I took on what I consider to be serious long distance running and training in the early fall of 2008 when I signed up for and started training for my first half marathon. With the exception of the last 6 months of my pregnancy (in 2011-2012) I have been pretty much consistently training for one race or another. There may have been a few “down” moments where I wasn’t heavily logging miles or focusing on a specific plan, but I have regularly been running, biking and swimming for about six years now (ok, mostly running). And just when I hit my peak, just when I decided I should try and train for a BQ, just when my first tri in over a year is on the horizon and just when I felt like I might have figured out even the slightest ability to balance work, life, motherhood, wifehood, and training–I decided, I realized, I’m tired.
How did I get so tired?
I’d known it for about a week and it took a tearful meltdown with my husband to admit that I feel like I might be overtraining, or something. I don’t really want to admit its the training. I’m in a new job with a new commute, our son is over a year now and full of delightful but demanding energy, its spring which means lots of social opportunities and it also means its race season. So what do I do as a typical type A athlete? I say yes to everything. 5:30 a.m. runs followed by 9-10 hour work days followed by experimental dinners with the baby, bath time, playtime and bedtime, followed by a little more work, dishes, family and friend emails, cleaning, laundry…rinse and repeat. On the weekends, add in errands, long runs, family dinners, friend dinners, parties and events and voila! A recipe for exhaustion.
I’m tired but what do I do?
After my exhausted meltdown in which I confessed I might need a break from running and during which my husband consoled me by saying that 1-2 weeks would not hurt my training, I promptly went for a swim. The first in over a year. It was calming, refreshing and gave me the clarity I needed to calm down. And, I slept very well that night which I also needed. Even the thought of taking “off” more than a week of running actually stresses me out. I don’t run just to train. I run for my sanity, for peace, for clarity and perspective, to organize my thoughts and get energized for the day. And yet, I’m so tired that when the 5 a.m. alarm goes off (I like to hit snooze 2-3 times), I just ignore it, skip the run and promptly regret it by the time I’m in the shower. It’s a vicious cycle.
And so, I think I do indeed need a running / training break. I have a ten mile race over Memorial Day and I will do myself a favor and taper leading up to it instead of trying to maintain full mileage and cross-training. I will be pacing a 2:10 group in the Zooma Annapolis half marathon (for which I’m ready) and then I think I will spend June cross-training for the end of month sprint triathlon. I’ll keep my weekday runs to 3-5 miles, maybe just 3 days a week with a “long” 6-7 miler on the weekends. And I’ll alternate swimming and biking 1-2 times a week.
Rest, Relax and Resume
I think if I properly chill out for the rest of May, maintain my planned sprint tri cross-training–which may sound like a lot but none of it is long distance–and then plan to resume my BQ quest in July I should be back to a high energy level with which I can really focus on speed and endurance.
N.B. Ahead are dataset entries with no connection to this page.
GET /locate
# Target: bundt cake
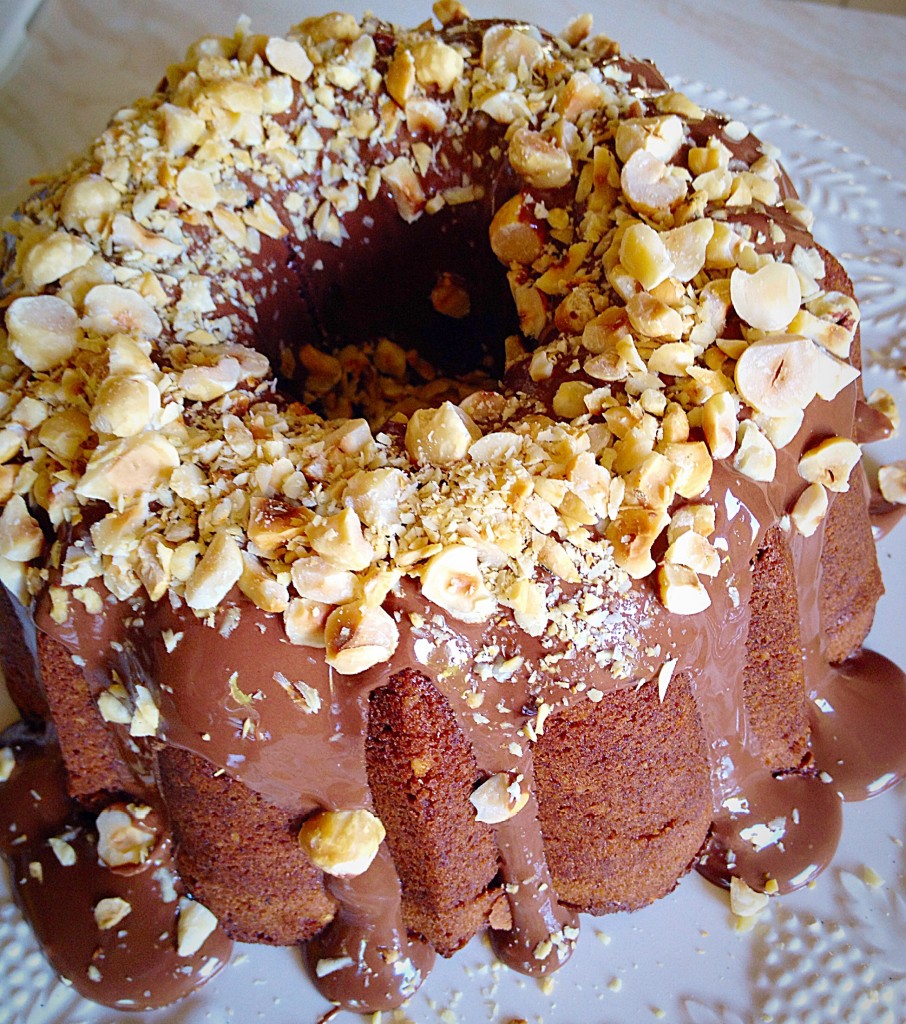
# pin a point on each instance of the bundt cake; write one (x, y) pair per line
(431, 502)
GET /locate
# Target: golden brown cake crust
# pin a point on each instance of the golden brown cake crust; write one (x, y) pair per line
(95, 769)
(774, 683)
(421, 773)
(240, 855)
(542, 549)
(623, 795)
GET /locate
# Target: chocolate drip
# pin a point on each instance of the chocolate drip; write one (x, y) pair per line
(363, 960)
(277, 719)
(132, 966)
(544, 932)
(857, 721)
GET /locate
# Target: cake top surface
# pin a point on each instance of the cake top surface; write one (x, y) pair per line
(657, 260)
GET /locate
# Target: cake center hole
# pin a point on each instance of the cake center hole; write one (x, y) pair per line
(398, 316)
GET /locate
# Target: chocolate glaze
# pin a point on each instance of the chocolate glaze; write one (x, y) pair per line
(226, 692)
(134, 965)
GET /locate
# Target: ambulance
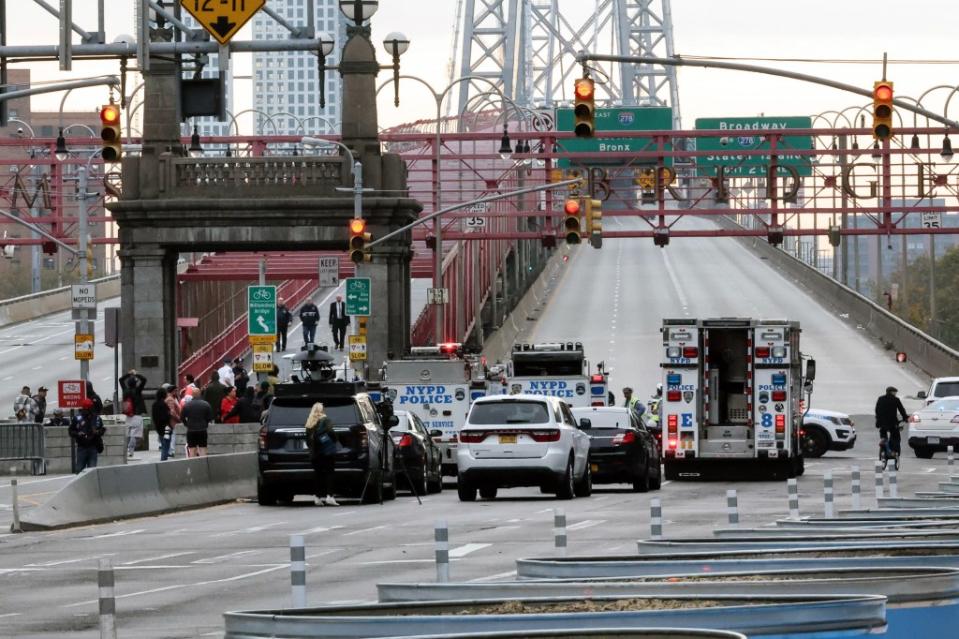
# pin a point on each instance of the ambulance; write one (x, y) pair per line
(438, 384)
(557, 369)
(732, 393)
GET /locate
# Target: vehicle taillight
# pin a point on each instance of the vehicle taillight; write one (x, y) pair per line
(544, 435)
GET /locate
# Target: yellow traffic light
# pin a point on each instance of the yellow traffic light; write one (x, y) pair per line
(584, 108)
(882, 110)
(571, 222)
(358, 239)
(110, 132)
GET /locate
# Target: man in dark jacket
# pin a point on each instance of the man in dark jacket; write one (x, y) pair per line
(888, 411)
(87, 431)
(133, 382)
(214, 393)
(310, 316)
(283, 319)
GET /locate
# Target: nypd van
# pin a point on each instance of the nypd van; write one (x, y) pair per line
(436, 383)
(556, 369)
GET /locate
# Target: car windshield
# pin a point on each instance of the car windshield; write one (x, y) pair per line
(285, 412)
(946, 389)
(509, 412)
(945, 404)
(604, 419)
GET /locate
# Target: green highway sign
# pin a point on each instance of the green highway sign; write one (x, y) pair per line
(358, 296)
(261, 310)
(738, 134)
(616, 119)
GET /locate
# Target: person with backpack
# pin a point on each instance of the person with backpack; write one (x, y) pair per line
(321, 440)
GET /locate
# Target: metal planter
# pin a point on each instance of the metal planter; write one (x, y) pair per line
(821, 617)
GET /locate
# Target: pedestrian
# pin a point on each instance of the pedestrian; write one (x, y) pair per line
(214, 393)
(310, 316)
(87, 432)
(134, 423)
(240, 377)
(246, 410)
(41, 401)
(133, 382)
(226, 372)
(24, 406)
(174, 407)
(197, 417)
(161, 422)
(58, 418)
(226, 407)
(283, 320)
(321, 440)
(339, 321)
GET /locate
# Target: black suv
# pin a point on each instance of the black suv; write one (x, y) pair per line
(364, 461)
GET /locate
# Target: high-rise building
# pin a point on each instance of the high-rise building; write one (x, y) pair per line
(286, 85)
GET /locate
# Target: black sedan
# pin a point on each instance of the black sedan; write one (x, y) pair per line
(418, 460)
(621, 448)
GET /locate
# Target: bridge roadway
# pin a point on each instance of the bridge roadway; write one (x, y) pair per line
(178, 573)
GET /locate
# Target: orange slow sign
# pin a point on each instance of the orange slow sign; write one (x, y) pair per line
(222, 18)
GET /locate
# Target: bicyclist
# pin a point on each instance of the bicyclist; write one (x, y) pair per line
(888, 411)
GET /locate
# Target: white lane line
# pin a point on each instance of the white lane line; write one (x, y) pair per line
(157, 558)
(467, 549)
(588, 523)
(501, 575)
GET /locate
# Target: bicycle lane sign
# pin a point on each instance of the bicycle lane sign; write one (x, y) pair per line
(261, 311)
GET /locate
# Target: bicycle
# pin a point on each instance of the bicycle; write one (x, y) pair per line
(886, 452)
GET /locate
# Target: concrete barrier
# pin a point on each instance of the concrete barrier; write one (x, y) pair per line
(107, 493)
(29, 307)
(929, 354)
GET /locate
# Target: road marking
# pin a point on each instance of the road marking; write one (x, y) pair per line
(467, 549)
(589, 523)
(157, 558)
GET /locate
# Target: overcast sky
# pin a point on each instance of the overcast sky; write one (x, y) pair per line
(832, 29)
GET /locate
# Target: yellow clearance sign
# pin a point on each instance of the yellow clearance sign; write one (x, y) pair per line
(222, 18)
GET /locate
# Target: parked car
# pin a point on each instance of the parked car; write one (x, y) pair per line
(939, 388)
(522, 440)
(622, 449)
(364, 461)
(935, 427)
(825, 430)
(418, 459)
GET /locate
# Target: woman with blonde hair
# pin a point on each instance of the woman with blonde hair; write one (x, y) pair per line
(321, 440)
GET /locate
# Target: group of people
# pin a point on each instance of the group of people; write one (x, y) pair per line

I would like to go on record saying that it is not at all optimal to launch into distance training and marathon training in high summer heat, but alas, that is how my cookie is crumbling. But, my carrot in this plan is that I should be refreshed, albeit hot, when the time comes to log some serious miles.
And now, I’m off to get a good night’s sleep. How about you?
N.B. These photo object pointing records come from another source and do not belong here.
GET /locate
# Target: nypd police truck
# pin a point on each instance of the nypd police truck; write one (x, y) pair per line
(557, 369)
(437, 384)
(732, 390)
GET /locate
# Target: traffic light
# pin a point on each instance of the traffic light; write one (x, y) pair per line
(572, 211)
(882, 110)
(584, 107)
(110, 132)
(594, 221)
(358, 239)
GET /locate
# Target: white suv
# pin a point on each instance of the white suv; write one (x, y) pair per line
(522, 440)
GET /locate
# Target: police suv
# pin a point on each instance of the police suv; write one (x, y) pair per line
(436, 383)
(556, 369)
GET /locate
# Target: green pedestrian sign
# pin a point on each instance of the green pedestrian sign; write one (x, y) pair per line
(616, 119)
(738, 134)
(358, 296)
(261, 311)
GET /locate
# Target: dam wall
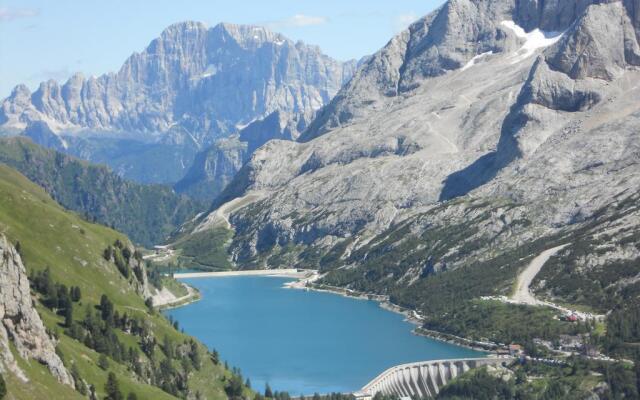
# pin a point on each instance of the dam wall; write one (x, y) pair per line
(422, 379)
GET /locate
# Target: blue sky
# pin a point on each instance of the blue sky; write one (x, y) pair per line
(42, 39)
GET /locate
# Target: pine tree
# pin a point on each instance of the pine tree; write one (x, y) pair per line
(267, 391)
(68, 316)
(112, 388)
(103, 362)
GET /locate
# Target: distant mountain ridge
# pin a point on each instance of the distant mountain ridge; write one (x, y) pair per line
(147, 213)
(486, 132)
(189, 87)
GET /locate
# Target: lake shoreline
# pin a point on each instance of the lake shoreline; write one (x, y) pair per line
(305, 280)
(410, 316)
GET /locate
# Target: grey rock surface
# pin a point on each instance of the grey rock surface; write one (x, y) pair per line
(529, 103)
(189, 87)
(20, 323)
(215, 167)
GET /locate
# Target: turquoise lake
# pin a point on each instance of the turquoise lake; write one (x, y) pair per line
(303, 341)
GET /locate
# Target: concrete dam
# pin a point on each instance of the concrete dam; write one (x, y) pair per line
(422, 379)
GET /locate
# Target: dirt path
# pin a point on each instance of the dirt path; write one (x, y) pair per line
(523, 294)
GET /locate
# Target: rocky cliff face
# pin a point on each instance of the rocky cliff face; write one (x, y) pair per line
(215, 167)
(189, 87)
(206, 79)
(21, 325)
(518, 115)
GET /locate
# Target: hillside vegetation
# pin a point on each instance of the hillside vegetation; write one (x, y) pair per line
(110, 330)
(146, 213)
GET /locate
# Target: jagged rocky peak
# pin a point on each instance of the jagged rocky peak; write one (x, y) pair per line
(188, 76)
(462, 31)
(483, 100)
(20, 324)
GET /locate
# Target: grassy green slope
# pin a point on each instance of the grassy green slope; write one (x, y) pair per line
(147, 213)
(72, 247)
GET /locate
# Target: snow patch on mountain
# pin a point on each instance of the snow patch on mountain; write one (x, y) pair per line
(533, 41)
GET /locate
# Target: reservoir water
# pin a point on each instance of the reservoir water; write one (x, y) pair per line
(303, 341)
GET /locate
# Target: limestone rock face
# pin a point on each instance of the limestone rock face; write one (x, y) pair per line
(530, 102)
(190, 87)
(20, 323)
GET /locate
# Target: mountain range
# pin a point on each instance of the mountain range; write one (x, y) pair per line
(430, 174)
(482, 130)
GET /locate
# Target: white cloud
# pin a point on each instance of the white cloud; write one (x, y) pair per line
(402, 21)
(297, 21)
(10, 14)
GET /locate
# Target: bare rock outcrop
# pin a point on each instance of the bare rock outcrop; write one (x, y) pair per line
(20, 323)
EVERYONE needs to rest ocasionally. I think it is the most underestimated component of complete training, both the kind of rest you get from the reduced mileage week during training to complete non-running between training cycles. Right now, at the end of the Spring Race Season but before it’s time to start on Training for the Fall season, is probably an ideal time to take anywhere from a week or two to a whole month and, to the extent the rest of your life will allow you, just rest. Most importantly, enjoy it. You’ve earned it and you’ll be a better runner (not to mention mother, wife, employee, etc.) for it.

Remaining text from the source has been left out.